Nouvelle réduction du soutien militaire américain à ses alliés
Publié ce week-end, ce document complète le récent document plus général sur la nouvelle stratégie nationale, même si, dans le cas du Pentagone, il se concentre presque exclusivement sur les aspects militaires.
Il s'aligne toutefois sur le premier, en réorientant les priorités et en confirmant les signes répétés de l'administration Trump de prendre ses distances avec ses partenaires traditionnels. En outre, il exhorte une fois de plus et de manière péremptoire ses alliés à assumer la responsabilité de leur propre sécurité, reconnaissant au passage que, pour les États-Unis, leurs priorités sont la sécurité nationale et la dissuasion face à la Chine, la superpuissance qu'ils considèrent comme la principale menace.
Suivant la ligne maintes fois tracée par le président Trump, le document du Pentagone souligne que les membres européens les plus puissants de l'OTAN « sont déjà bien placés pour assumer la défense conventionnelle de l'Europe ». Cette capacité est également reconnue à un autre allié essentiel en Asie, la Corée du Sud, à laquelle il attribue une capacité suffisante pour dissuader la Corée du Nord d'attaquer son voisin au sud du 38e parallèle.
Ce repli du géant américain sur sa sécurité intérieure a également des répercussions sur l'ensemble du continent américain.
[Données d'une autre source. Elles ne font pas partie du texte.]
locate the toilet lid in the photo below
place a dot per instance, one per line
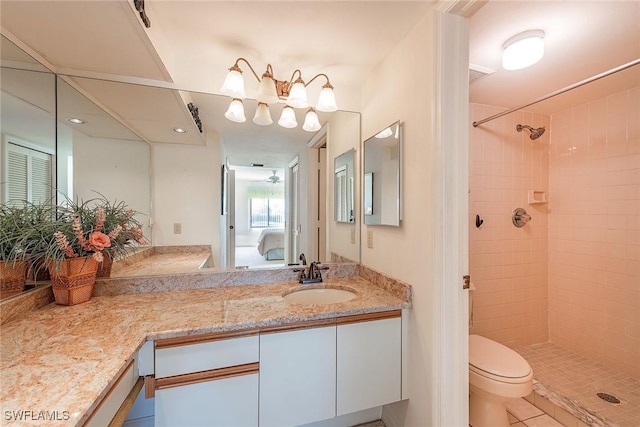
(496, 359)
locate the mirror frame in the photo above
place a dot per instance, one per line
(376, 176)
(344, 187)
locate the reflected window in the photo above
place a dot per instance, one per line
(266, 213)
(29, 174)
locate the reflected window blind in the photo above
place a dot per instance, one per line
(29, 174)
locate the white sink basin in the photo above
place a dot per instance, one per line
(317, 296)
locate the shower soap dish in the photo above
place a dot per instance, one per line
(537, 197)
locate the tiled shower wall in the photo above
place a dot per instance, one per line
(508, 265)
(594, 231)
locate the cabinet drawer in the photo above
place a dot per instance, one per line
(205, 352)
(108, 407)
(230, 402)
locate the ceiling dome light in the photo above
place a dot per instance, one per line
(523, 50)
(288, 118)
(311, 122)
(235, 112)
(263, 115)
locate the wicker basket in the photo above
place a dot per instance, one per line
(12, 277)
(73, 281)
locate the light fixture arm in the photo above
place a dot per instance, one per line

Ainsi, le document annonce que « nous engagerons un dialogue de bonne foi avec nos voisins, du Canada à nos partenaires d'Amérique centrale et d'Amérique du Sud, mais nous veillerons à ce qu'ils respectent et contribuent à la défense de nos intérêts communs... Et s'ils ne le font pas, nous serons prêts à prendre des mesures spécifiques et décisives qui favorisent de manière tangible les intérêts des États-Unis ».
Le recentrage du Pentagone sur les menaces intérieures est également frappant : « Nous donnerons la priorité à nos efforts pour fermer nos frontières, repousser toute forme d'invasion et expulser les étrangers sans papiers », ce qui explique clairement que l'armée américaine pourra être utilisée pour des missions de police, en assimilant les immigrants sans papiers à une menace terroriste contre le pays, d'autant plus s'ils commettent un crime.
La publication de ce document fait suite à l'intense activité déclarative du président Donald Trump lui-même au Forum de Davos, avec des interventions retentissantes dans lesquelles il a non seulement exhibé l'énorme puissance de son pays, mais n'a pas hésité à critiquer, voire à mépriser ouvertement, l'Europe.
Lors d'un sommet d'urgence tenu jeudi, les dirigeants de l'UE ont décidé de ne pas rompre le lien transatlantique de plus en plus fragile à propos du Groenland et d'accepter, après l'avoir critiqué en privé, la promesse du secrétaire général de l'OTAN, Mark Rutte, de négociations visant à ce que l'immense île arctique soit défendue par l'organisation, mais avec un leadership et des attributions presque totales des États-Unis, en évitant la question épineuse du transfert de souveraineté, que Trump réclamait « par la force ou par la raison ».
Dans le cadre de cette délégation forcée que les États-Unis imposent à leurs alliés en matière de défense dans certaines régions du monde, Trump a une fois de plus fait référence à l'Espagne, en tant qu'exception au sein de l'OTAN pour atteindre 5 % du PIB en matière de défense, bien que Pedro Sánchez ait signé le document dans lequel il s'engageait, avec les autres membres, à le faire. « Nous devrons parler avec l'Espagne », a déclaré Trump à Davos, comme un avertissement que cette conversation sera plus une réprimande et une mise en garde qu'une tape dans le dos et des félicitations.